Verizon 4G LTE Plans for Use with Portable Internet Router
The new Verizon router is free. Yep, free. However, there is a pretty big string attached — a two-year contract is required.
Otherwise, for month-to-month use, you’re going to pay over $250. The plans are based upon your projections for data usage and they include a flat fee of $20 a month for line access. All plans offer shared data with your connected Verizon devices and unlimited talk and text for enabled devices. There are also plans available for data-only devices, like laptops and desktops and WiFi-only tablets.
The plan with the lowest throughput (the amount of data transferred) cap gives you 4 GB of data. For $30 a month, you’ll be able to connect a 4G LTE router anywhere the Verizon network is available, as well as no charge for long distance or roaming. Four gigabytes will allow checking email and streaming three movies from Netflix.
If you go $10 more, your data limit jumps to 6 GB a month. Another benefit of this new Verizon router is that it allows you to create a mobile hotspot anywhere you go. However, if you go over your data allowance, they charge you $15 per gigabyte of overage. An HD movie can easily be 1 GB or more.
Your data cap goes up to 10 GB for $60 per month. This is an ideal plan for someone that can’t otherwise get high speed data and will use it to check email, do a little surfing, and watch a couple movies a month. Standard digital mobile phone features, such as call waiting and caller ID, are included.
If you need more data, like 20 GB a month, you’ll be paying over $100 a month. You’ll be able to have a hotspot for up to 10 devices, as well as the wired and wireless router functions. Another option that all plans share is for you to set data limits for individual members of the data sharing network.

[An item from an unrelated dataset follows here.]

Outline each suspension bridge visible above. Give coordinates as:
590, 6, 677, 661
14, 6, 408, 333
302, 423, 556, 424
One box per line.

The largest throughput cap is 50 GB, which has a price tag of $335 a month. All plans available for use with this device allow you to keep track of data usage by sending alerts via email and/or text. You can also access your account online to check on your usage. I also like that you can change your data cap midstream without incurring added fees or extending the two-year contract.
Final Conclusions about this Verizon Router
As something to take advantage of its go-anywhere nature, this setup is great for those that don’t use much data every month. In contrast, some Satellite Internet providers cap you at 10 GB a month during the day, but give unlimited nighttime usage with lower prices. The reviewers in the tech press had similar reactions: pretty cool device and idea, but the data plan caps are unreasonable.